For nearly half a century, from the late 1870s to the late 1920s, Daniel Chester French (1850-1931) was America’s foremost sculptor of public monuments. His outdoor masterpieces can be seen in New York, Boston, Chicago, Detroit, and Washington, DC, as well as in smaller American towns such as Concord, Massachusetts, Saratoga Springs, New York, and Lincoln, Nebraska. French’s projects adorn civic spaces including New York’s Central Park, Boston’s Public Garden, and Washington’s Dupont Circle; are focal points on college and university campuses at Harvard, Columbia, Bowdoin, and Gallaudet; enhance the facades of the grand Beaux-Arts structures of the United States Custom House, New York, the Brooklyn Museum, and the Boston Public Library; and are focal points in some of this countries landmark garden cemeteries, such as those in Jamaica Plain and Concord, Massachusetts.
Many of French’s public works depict or otherwise commemorate historical figures. These range from his allegorical, life-size bronze The Minute Man that he created in 1875 for the town of Concord, Massachusetts, to grand-manner portraits, such as the colossal marble figure of Abraham Lincoln that he executed in 1922 for the Lincoln Memorial in Washington, DC. His fame for these male-oriented masterpieces is well deserved, but in fact French was equally proficient at modeling the female figure, especially in its classicizing, idealized form. This aspect of his career that has been rarely acknowledged and little studied and it is the goal of this exhibition to help fill that gap in French scholarship.
Characteristically, French’s female figures are allegorical.
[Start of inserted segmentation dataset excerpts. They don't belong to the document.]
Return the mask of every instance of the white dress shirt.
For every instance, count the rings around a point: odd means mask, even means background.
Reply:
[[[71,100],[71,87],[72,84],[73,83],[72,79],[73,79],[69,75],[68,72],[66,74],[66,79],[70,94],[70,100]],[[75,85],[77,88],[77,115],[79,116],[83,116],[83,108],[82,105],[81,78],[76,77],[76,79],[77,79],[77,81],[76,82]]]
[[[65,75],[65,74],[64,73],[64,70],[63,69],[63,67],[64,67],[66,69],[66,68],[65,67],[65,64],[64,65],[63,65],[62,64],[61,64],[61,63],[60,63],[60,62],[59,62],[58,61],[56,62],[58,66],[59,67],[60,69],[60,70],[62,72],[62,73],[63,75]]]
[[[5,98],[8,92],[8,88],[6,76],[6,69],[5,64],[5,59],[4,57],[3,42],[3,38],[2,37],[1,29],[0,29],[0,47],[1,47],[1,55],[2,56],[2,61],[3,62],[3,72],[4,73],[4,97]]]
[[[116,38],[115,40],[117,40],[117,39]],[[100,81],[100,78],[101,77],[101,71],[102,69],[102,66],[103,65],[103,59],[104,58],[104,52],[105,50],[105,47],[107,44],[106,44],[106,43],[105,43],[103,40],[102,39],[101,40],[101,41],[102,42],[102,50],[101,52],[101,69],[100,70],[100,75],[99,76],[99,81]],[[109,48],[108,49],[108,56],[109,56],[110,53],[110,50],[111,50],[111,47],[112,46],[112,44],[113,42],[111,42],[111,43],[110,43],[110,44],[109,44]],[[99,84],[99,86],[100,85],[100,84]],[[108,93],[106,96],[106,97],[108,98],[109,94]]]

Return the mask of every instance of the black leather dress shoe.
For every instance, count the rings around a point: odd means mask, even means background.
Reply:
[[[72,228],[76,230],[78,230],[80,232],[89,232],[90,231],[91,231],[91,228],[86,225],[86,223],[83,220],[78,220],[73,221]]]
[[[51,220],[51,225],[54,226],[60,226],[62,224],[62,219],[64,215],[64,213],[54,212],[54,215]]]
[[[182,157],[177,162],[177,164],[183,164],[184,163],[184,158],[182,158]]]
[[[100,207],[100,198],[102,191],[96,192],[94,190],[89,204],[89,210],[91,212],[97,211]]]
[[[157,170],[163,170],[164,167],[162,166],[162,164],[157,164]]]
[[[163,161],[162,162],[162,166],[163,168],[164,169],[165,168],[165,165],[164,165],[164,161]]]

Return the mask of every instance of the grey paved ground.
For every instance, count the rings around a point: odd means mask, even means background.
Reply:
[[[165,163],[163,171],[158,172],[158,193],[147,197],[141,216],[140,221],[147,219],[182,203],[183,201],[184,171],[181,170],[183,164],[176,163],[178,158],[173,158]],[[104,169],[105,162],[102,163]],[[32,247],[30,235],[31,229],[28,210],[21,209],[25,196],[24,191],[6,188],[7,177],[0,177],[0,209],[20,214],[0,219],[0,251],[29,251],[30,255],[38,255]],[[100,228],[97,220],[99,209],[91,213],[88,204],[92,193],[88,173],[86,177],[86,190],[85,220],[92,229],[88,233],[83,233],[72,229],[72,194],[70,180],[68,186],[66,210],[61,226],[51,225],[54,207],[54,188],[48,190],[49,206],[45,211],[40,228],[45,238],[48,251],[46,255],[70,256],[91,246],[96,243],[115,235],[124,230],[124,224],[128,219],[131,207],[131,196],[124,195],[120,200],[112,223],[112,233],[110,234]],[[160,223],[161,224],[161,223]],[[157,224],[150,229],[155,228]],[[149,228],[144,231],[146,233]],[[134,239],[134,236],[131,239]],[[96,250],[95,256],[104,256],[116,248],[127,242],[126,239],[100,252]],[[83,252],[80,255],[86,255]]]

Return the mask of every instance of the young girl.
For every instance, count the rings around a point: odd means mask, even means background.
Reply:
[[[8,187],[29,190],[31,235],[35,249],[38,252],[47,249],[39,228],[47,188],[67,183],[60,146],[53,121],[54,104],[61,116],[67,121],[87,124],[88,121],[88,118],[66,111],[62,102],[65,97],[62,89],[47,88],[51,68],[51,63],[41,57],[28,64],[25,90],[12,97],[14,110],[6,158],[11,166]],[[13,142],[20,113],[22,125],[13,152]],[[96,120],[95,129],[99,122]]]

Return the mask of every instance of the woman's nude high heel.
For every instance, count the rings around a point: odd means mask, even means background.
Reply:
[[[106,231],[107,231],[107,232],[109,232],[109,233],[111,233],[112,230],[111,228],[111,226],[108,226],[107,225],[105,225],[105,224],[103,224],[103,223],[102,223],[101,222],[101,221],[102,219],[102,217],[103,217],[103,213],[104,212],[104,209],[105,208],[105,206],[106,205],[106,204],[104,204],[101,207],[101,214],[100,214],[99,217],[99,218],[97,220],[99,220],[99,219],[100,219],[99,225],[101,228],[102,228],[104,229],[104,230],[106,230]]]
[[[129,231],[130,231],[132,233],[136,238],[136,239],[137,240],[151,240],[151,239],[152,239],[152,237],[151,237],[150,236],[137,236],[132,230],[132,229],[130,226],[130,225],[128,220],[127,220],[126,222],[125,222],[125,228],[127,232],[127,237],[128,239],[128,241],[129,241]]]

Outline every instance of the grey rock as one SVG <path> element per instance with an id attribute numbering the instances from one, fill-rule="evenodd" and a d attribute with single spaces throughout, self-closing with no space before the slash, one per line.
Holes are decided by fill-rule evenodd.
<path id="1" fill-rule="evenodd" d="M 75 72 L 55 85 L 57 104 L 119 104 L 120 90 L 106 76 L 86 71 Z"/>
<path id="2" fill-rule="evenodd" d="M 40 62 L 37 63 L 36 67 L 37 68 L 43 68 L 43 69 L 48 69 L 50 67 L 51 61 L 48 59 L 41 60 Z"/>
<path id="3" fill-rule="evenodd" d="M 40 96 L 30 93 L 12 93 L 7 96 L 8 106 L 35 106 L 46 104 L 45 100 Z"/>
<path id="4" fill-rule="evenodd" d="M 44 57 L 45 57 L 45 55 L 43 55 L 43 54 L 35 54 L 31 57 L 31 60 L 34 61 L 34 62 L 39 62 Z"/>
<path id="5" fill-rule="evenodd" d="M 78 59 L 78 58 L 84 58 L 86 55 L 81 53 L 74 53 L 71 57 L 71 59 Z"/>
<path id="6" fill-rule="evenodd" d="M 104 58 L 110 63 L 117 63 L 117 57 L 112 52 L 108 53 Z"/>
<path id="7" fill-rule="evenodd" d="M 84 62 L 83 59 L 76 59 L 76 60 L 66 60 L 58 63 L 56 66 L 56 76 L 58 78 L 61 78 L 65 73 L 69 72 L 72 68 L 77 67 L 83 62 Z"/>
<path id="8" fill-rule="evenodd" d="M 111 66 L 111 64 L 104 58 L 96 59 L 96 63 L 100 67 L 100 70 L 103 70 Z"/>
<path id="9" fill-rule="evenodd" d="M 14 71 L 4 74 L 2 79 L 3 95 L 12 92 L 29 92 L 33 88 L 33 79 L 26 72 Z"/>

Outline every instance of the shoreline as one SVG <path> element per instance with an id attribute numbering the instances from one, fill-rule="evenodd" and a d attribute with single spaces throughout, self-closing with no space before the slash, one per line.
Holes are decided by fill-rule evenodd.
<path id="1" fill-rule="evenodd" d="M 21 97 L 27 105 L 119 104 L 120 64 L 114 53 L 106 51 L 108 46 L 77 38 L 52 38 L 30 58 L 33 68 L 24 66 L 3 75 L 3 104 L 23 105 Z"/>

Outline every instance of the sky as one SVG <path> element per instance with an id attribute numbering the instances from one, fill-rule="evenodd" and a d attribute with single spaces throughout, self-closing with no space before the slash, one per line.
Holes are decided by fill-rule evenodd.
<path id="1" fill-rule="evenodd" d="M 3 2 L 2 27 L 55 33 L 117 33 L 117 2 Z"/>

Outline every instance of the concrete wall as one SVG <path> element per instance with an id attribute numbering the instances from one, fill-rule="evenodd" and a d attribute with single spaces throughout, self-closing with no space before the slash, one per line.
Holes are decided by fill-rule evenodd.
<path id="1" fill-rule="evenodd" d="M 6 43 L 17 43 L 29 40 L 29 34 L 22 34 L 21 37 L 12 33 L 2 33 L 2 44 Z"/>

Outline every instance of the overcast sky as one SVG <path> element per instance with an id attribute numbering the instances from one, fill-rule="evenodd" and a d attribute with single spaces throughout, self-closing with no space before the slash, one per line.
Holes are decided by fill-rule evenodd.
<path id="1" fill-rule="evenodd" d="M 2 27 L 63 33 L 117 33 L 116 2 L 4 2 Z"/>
They are often seductively posed and draped in aid of memorializing some great action, event, or emotion, not by means of portraiture but through a sensual, tactile narrative. As an American classicist who trained in Europe, French looked first to the visible world for inspiration; but he always improved on what nature had on offer in order to achieve an ideal beauty in three-dimensional form: this was especially true of his interpretations of the female face and body. In fact, feminine beauty in allegorical form was often at the forefront of French’s work, even the public ones. Daniel Chester French: The Female Form Revealed will explore this aspect of French’s career primarily as seen in a group of preliminary models and studies that he made not only for major public commissions but also for a number of his more intimate and personal works.